Motif A of bacteriophage T4 DNA polymerase: role in primer extension and DNA replication fidelity. Isolation of new antimutator and mutator DNA polymerases

Abstract

Polymerases in general share only a few regions of amino acid similarity. One of the most conserved regions, called motif A, has the sequence DXXSLYPSII or a similar sequence in many eukaryotic and viral DNA polymerases and in bacteriophage T4 DNA polymerase. We designed genetic techniques to isolate mutant T4 DNA polymerases with amino acid substitutions in this highly conserved motif. The mutant DNA polymerases differed from wild type T4 DNA polymerase in several ways. For one mutant DNA polymerase, the pyrophosphate analog, phosphonoacetic acid, was a potent inhibitor of DNA replication, and this mutant DNA polymerase replicated DNA with reduced fidelity.
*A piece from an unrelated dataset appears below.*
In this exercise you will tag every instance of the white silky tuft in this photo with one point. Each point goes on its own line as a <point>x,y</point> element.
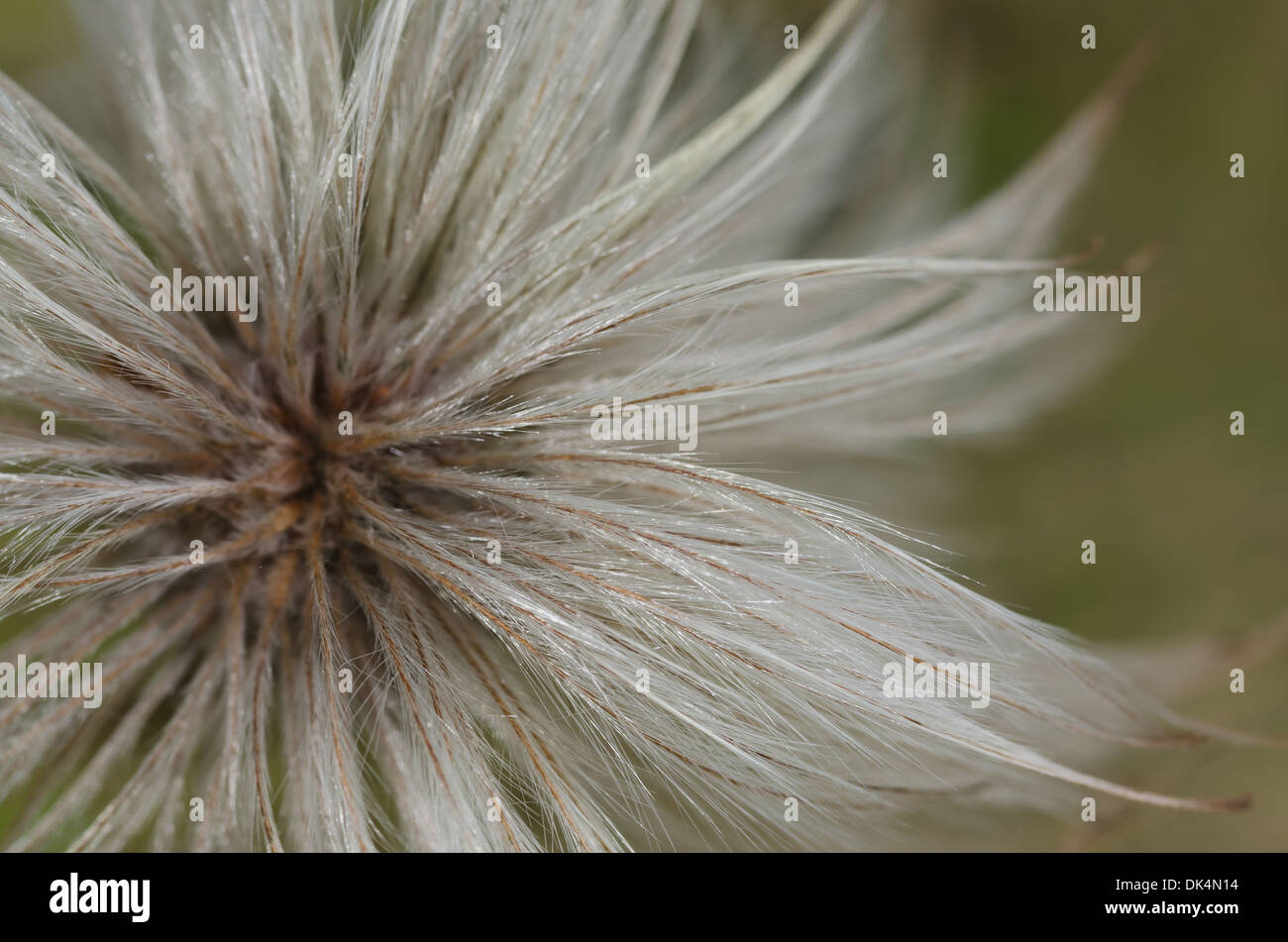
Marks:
<point>497,697</point>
Another mutant DNA polymerase replicated DNA with increased accuracy, but this mutant DNA polymerase was less processive in primer extension reactions, and DNA replication required high concentrations of deoxynucleoside triphosphates. We provide evidence that indicates that all of these changes to DNA polymerase function are due to differences in how the mutant DNA polymerases partition between states active for DNA replication or exonucleolytic proofreading. These studies also provide further support for the hypothesis that the accuracy of DNA replication observed for DNA polymerases and 3'-->5' exonuclease activities (Muzyczka, N., Poland, R. L., and Bessman, M. J. (1972) J. Biol. Chem. 247, 7116-7122).